Alte Handwerkstechniken

So finster, wie oft angenommen, war das Mittelalter nämlich nicht. An 41 Ständen präsentieren Handwerker, Hökerer und Händler ihre Waren und gewähren Einblicke in alte Handwerkstechniken. Es gibt edles Kunsthandwerk, geheimnisvolle Baumperlen, orientalische Aladinschuhe, mittelalterliche Gewänder, Schwerter, Bögen, Tuche, Töpfe, Gegrilltes und Gesottenes, Kirschbier und Met, eine Falknerei-Ausstellung, Schmiedevorführungen, Mitmachtänze, Livemusik, Märchenstunden und vieles Weiteres.

Diese Vielfalt, das "Leben von Menschen, nur zu einer anderen Zeit", sei das Schöne am Mittelalter, sagt Andre Ruck. Er mimt auf der "Feyerey" den "Herold Colonia" und meint: "So findet jeder an etwas Gefallen und hat seine Nische." Für Timo Cantarero ist das die Kampfeskunst. Als Mitglied der "Ursellis"-Kämpfergruppe übt er sich im historischen Fechten. "Das Mittelalter macht einfach Spaß. Ich mag es zu kämpfen, mich anders anzuziehen und mal weg von der Moderne zu kommen", sagt er. Gemeinsam mit seinen Kollegen und weiteren Kämpfern aus anderen Gruppen zieht er auf dem Turnierplatz in die "Feldschlacht". Die Waffen gezückt gehen die Männer und Frauen aufeinander los. "Linie aufbauen, ausrichten, Aufstellung, Attacke, los, los, los", erschallen die Kommandos, bevor die Schwerter und Schilde mit Karacho aufeinanderprallen.
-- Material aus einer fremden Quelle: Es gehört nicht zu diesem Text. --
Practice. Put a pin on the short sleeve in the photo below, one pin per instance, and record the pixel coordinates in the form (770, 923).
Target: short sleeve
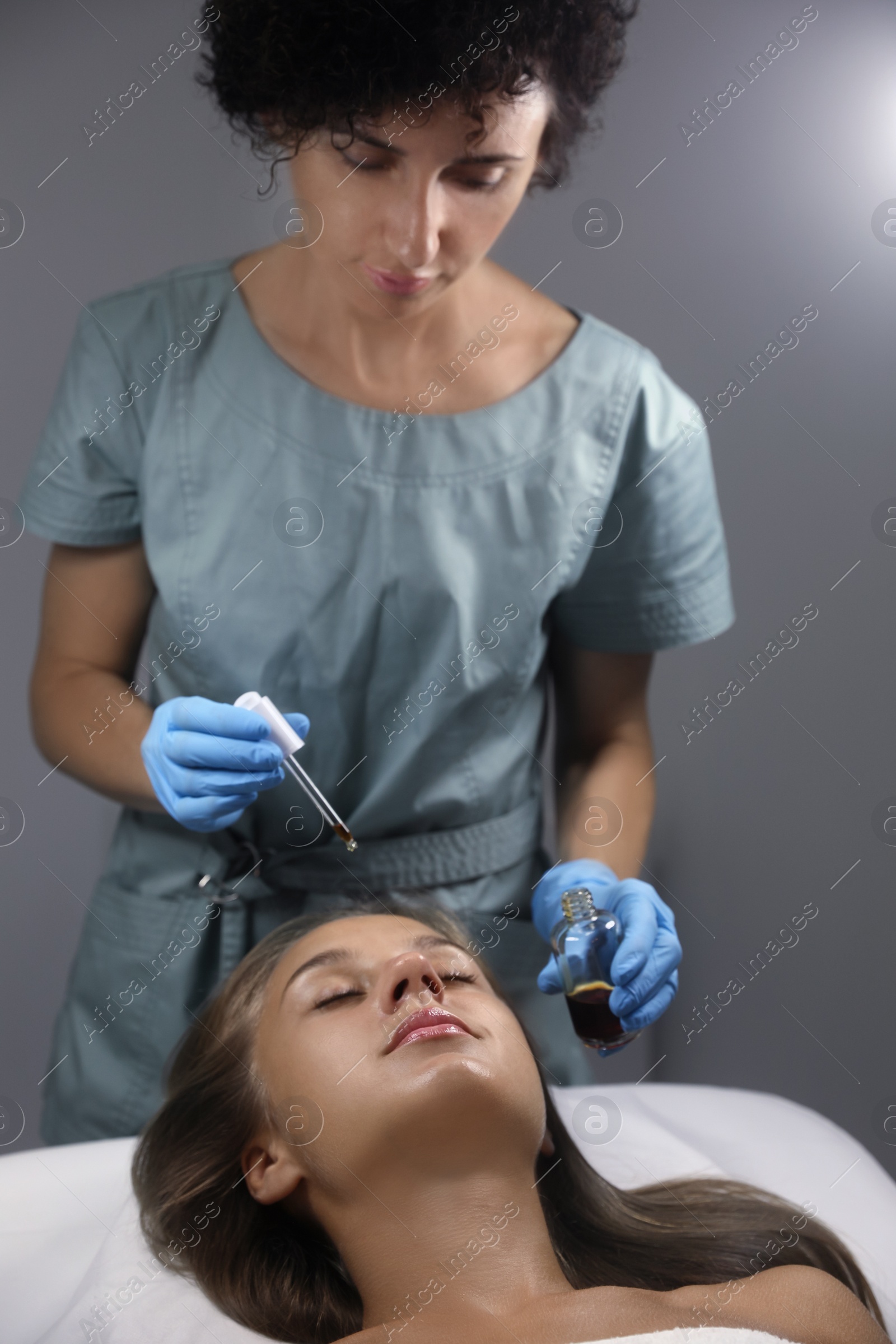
(657, 572)
(82, 486)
Ein Spinnrad als Erkennungszeichen

Deutlich entspannter, aber nicht minder prickelnd geht's im Lager der "Fuchsmädchen von Amentia" zu. Seit 15 Jahren sind die Damen auf Mittelaltermärkten unterwegs und erinnern in ihrem Zelt ans älteste Gewerbe der Welt. "Ritter nimmt man uns nicht ab. Für Frauen bleiben nur Nonnen oder eben die Hübschnerinnen. Das Zweite erschien uns lustiger", sagt Sabrina Garcia Sanchez. Ebenso wie ihre Mitstreiterinnen trägt sie zum selbst gefertigten Gewand eine hellgelbe Kopfbedeckung, Schellenband, ein aufgenähtes Spinnrad und den Fuchs als Wappentier. "Wir stellen Frankfurter Hübschnerinnen dar und orientieren uns am historischen Vorbild. Das gelbe Spinnrad war ein Erkennungszeichen, damit das feine Volk sich fernhalten konnte", erläutert Kollegin Michaela Herschel.

Die Frauen sind nicht die einzigen, die übers Wochenende in Oberursel "lagern". Mehrere Dutzend Zelte sind auf den beiden Wiesenstücken neben dem Haupt-Festgelände aufgebaut. Holger Triefenbach alias Holger vom Triffensteyn sitzt mit seiner Familie und weiteren Kollegen der Gruppe "Duo Rota - fahrende Gilde zu Tauna" inmitten hölzerner Tische und Bänke. Auch Krüge, Hörner, flauschige Felle und allerhand weitere mittelalterliche Utensilien sind da zu bewundern. Größtenteils seien die Sachen selbst gemacht, sagt der Köpperner. Und: "Zwei Tage lang leben wir wie im Mittelalter." Smartphones sind tabu, gelaufen wird barfuß und gekocht wird über der Feuerstelle. "Das ist ein ganz anderes Lebensgefühl. Du glaubst nicht, wie das entschleunigt", sagt er. "Eskapismus pur", findet eine Besucherin und auch in der Grafentaverne wird die Faszination des Mittelaltermarktes so erklärt. "Es geht darum, aus dem normalen Leben herauszukommen", meint Sebastian Grützmacher alias "Master Silver, Quartiersmeister der Black Sails". Mit einigen weiteren Mitgliedern der Gruppe "Freye Gefolgschaft zum Hayn" genießt er neben dem Tavernenstand Kirschbier und Dunkles. Ebenso wie Daniel "Lotterpfaffe Bruder Daniel" Weiser kommt er seit "zig Jahren" zur "Feyerey" und freut sich sehr, dass es wieder weitergeht. "Für uns sind die Märkte ein geschützter Raum und Ausgleich zum Beruf. Das hat in den vergangenen beiden Jahren gefehlt", sagt Weiser und spricht damit wohl allen aus der Seele.